At the center of Reed's research are so-called “Old Testament Pseudepigrapha” and “Christian Apocrypha”—writings which are non-canonical in the modern West but which were often influential in premodern cultures, especially in shaping ideas about the biblical past. She has attempted to understand these texts both by analyzing their redacted forms and by tracing their reception, translation, and reinterpretation by later readers. Her studies of 1 Enoch and Jubilees, for instance, shed light upon Judaism in the late Second Temple period (ca. 332 BCE to 70 CE), while also revealing the rich afterlives of Second Temple texts and traditions within and between Christian and Jewish communities in Late Antiquity. Likewise, her studies of the Testament of Abraham and Pseudo-Clementine Homilies and Recognitions follow the interests of the redacted forms of these texts, taking seriously their resistance to tidy categorization as either “Jewish” or “Christian,” as well as their resultant potential to reveal overlooked dynamics of identity-formation in the Roman Near East.

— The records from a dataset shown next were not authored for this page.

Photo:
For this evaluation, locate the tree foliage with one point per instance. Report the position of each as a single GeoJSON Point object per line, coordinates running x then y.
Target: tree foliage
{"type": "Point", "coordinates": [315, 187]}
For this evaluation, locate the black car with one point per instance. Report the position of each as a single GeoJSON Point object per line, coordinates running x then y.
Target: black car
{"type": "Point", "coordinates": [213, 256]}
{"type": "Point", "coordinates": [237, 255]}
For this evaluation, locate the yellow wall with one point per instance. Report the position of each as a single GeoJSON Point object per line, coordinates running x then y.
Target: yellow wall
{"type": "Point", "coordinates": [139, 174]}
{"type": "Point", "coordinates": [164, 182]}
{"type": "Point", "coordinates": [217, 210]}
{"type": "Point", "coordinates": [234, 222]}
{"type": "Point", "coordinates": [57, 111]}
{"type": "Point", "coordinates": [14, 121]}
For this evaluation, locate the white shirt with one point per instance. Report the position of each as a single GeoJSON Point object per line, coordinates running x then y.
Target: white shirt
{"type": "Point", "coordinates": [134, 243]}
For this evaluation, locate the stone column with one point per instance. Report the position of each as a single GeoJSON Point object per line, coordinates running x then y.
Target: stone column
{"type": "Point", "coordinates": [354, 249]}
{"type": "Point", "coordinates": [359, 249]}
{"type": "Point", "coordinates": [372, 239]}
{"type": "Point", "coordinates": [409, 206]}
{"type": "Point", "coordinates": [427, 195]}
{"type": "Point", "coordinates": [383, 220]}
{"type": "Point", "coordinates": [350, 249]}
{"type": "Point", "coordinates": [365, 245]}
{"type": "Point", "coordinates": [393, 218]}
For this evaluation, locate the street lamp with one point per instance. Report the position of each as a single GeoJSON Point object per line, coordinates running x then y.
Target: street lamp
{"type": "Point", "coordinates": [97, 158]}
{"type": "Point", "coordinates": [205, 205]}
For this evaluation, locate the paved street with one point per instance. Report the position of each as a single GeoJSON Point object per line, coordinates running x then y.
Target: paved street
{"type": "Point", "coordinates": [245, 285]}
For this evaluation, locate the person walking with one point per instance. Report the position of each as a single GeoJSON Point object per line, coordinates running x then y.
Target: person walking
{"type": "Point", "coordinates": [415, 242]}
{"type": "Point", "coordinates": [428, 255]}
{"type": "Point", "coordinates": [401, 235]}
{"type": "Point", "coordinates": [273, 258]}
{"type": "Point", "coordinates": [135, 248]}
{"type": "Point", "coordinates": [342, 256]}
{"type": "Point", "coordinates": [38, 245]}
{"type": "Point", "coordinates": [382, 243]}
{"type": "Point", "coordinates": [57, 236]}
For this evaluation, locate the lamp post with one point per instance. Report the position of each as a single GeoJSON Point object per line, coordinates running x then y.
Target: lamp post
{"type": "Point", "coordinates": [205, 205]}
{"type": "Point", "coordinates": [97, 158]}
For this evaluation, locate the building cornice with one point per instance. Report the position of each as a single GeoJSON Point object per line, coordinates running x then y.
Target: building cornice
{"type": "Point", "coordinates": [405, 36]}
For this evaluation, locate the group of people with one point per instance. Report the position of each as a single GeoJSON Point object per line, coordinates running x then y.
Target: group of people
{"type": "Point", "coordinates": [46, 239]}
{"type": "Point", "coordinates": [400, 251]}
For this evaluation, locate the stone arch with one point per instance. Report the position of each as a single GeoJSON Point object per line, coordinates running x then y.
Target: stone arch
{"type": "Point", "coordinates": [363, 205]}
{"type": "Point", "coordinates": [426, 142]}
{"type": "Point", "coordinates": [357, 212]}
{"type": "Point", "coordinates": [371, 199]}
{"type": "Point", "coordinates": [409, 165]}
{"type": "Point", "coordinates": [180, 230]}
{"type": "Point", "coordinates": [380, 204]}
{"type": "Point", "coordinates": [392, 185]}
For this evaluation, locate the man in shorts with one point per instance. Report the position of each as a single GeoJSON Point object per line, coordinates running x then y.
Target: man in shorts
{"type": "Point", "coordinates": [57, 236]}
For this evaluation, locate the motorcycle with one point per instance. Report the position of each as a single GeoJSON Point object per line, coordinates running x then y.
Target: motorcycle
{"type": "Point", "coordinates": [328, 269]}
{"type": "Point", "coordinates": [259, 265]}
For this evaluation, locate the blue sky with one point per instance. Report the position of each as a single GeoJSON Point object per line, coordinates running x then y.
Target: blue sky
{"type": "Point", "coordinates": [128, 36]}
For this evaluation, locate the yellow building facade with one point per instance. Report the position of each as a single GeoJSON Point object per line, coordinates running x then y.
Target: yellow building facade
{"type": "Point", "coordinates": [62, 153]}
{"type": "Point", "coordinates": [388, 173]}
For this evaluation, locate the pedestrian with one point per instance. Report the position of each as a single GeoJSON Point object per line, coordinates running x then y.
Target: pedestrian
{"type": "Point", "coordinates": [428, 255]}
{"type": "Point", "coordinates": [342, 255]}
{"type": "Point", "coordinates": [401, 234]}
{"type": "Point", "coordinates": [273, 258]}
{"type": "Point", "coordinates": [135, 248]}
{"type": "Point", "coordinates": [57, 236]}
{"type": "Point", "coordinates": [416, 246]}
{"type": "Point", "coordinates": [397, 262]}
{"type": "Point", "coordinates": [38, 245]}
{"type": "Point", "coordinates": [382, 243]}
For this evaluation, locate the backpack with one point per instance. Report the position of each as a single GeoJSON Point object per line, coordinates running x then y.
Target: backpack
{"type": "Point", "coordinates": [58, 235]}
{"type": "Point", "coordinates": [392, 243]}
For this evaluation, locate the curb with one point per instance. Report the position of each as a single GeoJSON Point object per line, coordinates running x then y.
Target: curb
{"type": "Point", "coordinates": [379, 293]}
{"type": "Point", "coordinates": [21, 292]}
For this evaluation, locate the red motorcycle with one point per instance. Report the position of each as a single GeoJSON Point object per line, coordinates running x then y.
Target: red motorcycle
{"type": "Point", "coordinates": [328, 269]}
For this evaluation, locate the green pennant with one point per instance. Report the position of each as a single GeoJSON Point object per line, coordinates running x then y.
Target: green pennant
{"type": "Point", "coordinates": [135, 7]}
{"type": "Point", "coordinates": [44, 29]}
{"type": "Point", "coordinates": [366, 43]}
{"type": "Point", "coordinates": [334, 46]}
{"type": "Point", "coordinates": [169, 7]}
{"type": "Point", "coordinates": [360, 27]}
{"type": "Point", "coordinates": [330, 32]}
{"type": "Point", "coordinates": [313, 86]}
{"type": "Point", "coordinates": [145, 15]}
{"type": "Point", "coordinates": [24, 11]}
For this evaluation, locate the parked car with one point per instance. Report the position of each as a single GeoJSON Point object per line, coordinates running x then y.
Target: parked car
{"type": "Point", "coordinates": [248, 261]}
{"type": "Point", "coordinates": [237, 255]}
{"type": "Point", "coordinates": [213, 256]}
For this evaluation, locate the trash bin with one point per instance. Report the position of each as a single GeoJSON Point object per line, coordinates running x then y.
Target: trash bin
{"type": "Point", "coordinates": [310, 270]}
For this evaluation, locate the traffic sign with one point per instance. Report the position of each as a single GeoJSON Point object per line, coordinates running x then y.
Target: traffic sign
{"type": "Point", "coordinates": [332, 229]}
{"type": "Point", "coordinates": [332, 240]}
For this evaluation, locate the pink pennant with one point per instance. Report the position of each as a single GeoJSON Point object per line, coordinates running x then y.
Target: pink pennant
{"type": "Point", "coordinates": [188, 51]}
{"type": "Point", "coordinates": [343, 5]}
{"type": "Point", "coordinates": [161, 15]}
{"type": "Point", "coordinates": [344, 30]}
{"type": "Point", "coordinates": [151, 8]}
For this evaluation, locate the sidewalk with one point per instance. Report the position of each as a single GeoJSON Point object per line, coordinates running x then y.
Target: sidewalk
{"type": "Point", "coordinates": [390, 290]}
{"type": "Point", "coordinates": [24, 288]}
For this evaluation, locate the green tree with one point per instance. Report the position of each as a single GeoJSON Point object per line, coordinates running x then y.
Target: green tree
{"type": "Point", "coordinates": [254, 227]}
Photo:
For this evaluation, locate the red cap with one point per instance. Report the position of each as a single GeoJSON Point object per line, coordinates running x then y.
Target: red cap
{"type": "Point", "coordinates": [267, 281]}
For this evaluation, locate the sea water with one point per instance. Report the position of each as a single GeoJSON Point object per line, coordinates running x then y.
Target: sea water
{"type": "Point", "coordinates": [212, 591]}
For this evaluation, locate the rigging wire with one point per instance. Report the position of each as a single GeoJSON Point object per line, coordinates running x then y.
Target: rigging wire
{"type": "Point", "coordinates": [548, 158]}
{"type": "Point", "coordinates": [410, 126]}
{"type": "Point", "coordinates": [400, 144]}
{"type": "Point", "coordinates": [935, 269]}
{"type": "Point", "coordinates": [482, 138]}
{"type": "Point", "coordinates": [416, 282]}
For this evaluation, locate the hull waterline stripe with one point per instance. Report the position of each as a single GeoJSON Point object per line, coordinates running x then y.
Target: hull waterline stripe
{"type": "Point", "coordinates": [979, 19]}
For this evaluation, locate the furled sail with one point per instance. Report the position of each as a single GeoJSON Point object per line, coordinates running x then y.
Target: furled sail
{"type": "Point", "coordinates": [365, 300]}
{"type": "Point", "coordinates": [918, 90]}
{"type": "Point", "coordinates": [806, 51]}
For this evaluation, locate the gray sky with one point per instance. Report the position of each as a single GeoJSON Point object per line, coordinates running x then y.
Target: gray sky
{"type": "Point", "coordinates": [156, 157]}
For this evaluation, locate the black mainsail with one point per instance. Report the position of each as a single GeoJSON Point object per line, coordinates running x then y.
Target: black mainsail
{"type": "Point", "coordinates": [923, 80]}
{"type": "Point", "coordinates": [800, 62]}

In the process, her research has sought to illumine pivotal moments in the re-imagining of the biblical past—from the dawn of parabiblical literary production among Jews in the early Hellenistic age (third to second centuries BCE), to the reorganization of Jewish and Christian knowledge about the past after the failures of the Jewish revolts against Rome (late first to second centuries CE), to the competing consolidations of histories and counter-histories concurrent with the Christianization of the Roman Empire and the increasing Rabbinization of Palestinian Jewish society (fourth century CE and following). Most recently, she has shown how attention to these premodern processes helps to historicize the contestation over the past in modern times as well—not least due to the pivotal place of “pseudepigrapha” and “apocrypha” in the construction of current notions of “the Bible.”
Presentation Abstract
“Do ancient Christian Apocrypha have any contemporary relevance? Most debate on this question has centered on the possibility that noncanonical gospels might preserve early or suppressed traditions about Jesus, his apostles, and the very origins of Christianity. This talk approaches the issue from a different direction, considering how apocryphal texts and tropes live on in contemporary fiction, television, and film in North America and beyond. Attention to the unexpected afterlives of ancient apocrypha, in turn, leads to notice new elements of their influence on art and literature in Late Antiquity and the Middle Ages as well, revealing elements of their significance for Western culture beyond their value for the historical questions of Christian Origins.”